I asked one of the USDA scientists about the use of pecans in Michigan at a nut growers convention. He said I should focus on yields and not pay attention to the commercial characteristics needed for a commercial nut. We do not have heat stress, drought or missing levels of funky micronutrients. The shucks pop open on their own and the nuts drop in September and October. Michigan pecans are high in oil and delicious radically better than their southern counterparts.
“Michigander Prolifica” A dwarf selection with clusters of nuts forming on the tips of the branches. Small, compact nuts form and drop free in late September. Tree is not as vigorous as others. Minimal foliage is produced and the crown is wide open with good light penetration throughout. Tree is very heavy bearing. Parent tree is on a low organic soil on a windy bluff. Hardy to minus 30F.

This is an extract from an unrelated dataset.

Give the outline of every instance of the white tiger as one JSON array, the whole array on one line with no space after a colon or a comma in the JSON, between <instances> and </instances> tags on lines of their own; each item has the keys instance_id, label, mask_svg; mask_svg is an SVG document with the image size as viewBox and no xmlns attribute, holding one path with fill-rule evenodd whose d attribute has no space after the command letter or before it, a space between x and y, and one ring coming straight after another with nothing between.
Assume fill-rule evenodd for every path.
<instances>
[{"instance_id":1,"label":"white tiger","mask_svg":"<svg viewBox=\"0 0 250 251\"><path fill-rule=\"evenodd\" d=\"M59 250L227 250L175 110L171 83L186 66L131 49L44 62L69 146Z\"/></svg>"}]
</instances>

“Michigan” Selected from dozens of other ultra northern seedlings, this one selection was both the most vigorous and heaviest yielding of all pecans at my farm. Almost every year the nuts ripen fully and drop free of the husk on its own. It has long thin nuts that ripen in early October. the ripening period is spread out over a two week period. This is by far the best selection for ripening and yields on a large robust tree. It was likely one of the seedlings from the Voiles #2 seed source which was from the Richard Best orchard prior to its demise from the Mississippi flood waters. The Northern Nut Growers Association brought this seed source to light as well as others found in Iowa as possible sources of short season pecans in the northern part of its range. This was the geographical hot spot of short season pecans distributed by crows, native Americans and early settlers.